Roundup: Revisiting Dollar Depreciation
Dylan LeClair | Guest Contributor
Sep 14, 2023
Hi all,
This is Dylan LeClair, presenting this week’s Onramp Weekly Roundup.
Before we get started… If you’re a HNWI or Institution looking for the best way to get exposure to bitcoin, Onramp Bitcoin could be the right fit for you – schedule a chat with us to discuss your situation & needs.

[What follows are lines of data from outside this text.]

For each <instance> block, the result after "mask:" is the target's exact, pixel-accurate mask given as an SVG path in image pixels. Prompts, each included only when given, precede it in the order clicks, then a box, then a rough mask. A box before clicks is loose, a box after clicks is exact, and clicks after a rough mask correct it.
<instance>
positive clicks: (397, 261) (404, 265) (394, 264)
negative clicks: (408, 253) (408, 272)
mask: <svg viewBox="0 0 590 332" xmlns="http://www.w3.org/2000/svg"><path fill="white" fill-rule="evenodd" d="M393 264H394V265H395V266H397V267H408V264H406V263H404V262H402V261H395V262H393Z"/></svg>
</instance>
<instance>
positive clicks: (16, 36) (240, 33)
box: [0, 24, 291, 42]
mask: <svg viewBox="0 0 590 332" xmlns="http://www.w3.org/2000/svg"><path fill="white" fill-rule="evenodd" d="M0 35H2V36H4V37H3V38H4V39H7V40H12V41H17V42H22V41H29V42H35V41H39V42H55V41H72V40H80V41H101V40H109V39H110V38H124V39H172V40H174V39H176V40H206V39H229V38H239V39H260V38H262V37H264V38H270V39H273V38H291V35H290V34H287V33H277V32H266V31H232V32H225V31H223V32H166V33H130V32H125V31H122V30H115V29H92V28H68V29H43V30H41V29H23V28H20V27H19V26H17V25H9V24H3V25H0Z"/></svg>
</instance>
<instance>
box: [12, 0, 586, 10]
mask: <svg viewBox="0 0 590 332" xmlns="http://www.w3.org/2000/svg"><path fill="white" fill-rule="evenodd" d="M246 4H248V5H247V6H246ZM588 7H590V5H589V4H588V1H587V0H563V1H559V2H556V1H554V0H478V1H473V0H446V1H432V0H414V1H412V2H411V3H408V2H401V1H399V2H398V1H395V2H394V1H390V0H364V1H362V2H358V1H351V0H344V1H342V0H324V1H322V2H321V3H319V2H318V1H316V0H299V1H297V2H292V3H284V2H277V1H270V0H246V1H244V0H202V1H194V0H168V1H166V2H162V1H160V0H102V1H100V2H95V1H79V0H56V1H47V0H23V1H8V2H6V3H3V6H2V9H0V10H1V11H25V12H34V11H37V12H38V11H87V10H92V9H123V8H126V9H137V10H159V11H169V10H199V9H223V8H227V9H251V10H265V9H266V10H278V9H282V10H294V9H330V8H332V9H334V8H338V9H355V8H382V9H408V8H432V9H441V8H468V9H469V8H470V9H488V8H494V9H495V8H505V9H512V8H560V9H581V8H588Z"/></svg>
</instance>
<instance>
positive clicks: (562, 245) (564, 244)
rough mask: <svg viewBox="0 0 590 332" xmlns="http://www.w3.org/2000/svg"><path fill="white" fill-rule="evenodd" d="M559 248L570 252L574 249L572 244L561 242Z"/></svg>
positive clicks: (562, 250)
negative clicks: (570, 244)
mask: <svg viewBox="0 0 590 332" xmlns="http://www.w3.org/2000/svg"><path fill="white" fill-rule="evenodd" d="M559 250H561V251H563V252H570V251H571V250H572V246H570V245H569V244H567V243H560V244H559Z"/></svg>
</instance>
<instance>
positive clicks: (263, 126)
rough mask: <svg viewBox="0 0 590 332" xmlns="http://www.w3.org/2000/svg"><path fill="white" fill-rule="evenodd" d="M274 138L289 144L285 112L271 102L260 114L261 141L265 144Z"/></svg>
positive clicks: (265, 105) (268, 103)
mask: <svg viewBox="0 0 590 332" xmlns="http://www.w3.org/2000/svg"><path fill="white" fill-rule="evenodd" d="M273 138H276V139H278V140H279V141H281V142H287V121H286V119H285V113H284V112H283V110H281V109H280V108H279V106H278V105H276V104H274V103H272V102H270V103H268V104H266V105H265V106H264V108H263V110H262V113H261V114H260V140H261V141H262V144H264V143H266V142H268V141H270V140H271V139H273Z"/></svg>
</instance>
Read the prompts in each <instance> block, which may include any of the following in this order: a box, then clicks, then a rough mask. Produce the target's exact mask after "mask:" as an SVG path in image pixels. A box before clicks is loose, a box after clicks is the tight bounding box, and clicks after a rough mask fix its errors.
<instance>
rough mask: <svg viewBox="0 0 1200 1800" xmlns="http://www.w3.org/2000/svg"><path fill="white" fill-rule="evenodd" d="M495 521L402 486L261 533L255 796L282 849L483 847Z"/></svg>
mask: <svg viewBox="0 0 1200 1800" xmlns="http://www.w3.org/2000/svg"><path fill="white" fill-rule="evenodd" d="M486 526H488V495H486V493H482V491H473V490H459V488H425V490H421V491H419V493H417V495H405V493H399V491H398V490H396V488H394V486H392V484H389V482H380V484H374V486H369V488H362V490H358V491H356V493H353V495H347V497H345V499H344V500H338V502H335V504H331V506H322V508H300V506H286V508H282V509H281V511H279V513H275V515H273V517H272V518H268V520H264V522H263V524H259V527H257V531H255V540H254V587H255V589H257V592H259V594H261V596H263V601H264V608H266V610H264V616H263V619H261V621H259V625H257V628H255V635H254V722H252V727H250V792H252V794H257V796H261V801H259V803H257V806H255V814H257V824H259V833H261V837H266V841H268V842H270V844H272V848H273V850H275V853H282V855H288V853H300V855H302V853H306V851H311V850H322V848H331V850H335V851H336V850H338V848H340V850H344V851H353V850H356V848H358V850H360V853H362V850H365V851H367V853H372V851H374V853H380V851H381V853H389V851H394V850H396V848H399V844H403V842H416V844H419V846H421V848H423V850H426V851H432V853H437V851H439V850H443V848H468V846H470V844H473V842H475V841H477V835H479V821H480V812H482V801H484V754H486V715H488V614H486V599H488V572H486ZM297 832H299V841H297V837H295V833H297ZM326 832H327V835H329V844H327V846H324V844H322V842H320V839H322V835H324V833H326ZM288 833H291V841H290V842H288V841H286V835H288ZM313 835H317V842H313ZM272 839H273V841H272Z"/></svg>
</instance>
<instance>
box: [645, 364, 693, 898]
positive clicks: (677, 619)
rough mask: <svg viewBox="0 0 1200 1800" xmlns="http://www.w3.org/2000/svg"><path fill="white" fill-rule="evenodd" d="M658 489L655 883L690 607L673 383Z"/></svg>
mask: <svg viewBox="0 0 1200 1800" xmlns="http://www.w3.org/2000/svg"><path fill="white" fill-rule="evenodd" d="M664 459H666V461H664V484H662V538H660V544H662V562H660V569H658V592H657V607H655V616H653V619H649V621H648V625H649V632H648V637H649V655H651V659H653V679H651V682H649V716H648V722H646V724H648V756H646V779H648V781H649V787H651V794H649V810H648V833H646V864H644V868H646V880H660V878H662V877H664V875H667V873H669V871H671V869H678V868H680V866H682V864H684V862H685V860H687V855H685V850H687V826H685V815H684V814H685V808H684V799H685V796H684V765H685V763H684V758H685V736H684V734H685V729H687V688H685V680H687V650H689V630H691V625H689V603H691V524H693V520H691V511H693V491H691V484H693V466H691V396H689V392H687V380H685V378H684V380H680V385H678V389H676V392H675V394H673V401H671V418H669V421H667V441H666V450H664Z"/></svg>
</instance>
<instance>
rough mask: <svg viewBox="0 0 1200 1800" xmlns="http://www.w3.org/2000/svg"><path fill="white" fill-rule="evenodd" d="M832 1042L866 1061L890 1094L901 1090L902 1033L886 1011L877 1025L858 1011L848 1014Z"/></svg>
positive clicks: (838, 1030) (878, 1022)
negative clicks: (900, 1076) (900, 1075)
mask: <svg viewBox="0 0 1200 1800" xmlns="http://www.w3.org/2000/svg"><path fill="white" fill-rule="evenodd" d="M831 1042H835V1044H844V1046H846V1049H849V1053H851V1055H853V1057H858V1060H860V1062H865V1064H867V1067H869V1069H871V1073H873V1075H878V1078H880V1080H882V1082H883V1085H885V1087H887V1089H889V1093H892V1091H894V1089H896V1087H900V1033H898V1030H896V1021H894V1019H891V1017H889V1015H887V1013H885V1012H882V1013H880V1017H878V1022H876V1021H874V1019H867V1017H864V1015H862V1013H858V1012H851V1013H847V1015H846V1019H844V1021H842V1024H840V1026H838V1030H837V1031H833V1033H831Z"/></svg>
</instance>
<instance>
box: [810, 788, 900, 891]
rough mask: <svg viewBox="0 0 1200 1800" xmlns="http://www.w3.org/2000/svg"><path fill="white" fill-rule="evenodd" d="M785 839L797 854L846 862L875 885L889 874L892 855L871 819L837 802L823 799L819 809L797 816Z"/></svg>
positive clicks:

And now, here’s the weekly roundup…
Revisiting Dollar Depreciation: A Comprehensive Analysis
In this week’s issue, we are going to revisit a concept that is often discussed in finance circles, but with a slight twist of nuance. Readers can visit Twitter/X themselves for a more active debate on the topic at hand.
Unveiling the Nuances in Traditional Depreciation Charts
It’s common to encounter graphical depictions showcasing the decline of the United States Dollar (USD) over time, usually normalized to $1.00. While such visuals offer compelling narratives, they often overlook the critical component of short-term yields.
Before diving into the data, let’s note some nuances. When adjusting for inflation against short-term interest rates, it’s crucial to account for capital gains taxes; sadly, for the American public, inflation is not tax-deductible. Secondly, the changing methods of inflation calculation over time make historical comparisons tricky. These are all points we figured were worth addressing before diving into the meat of our analysis.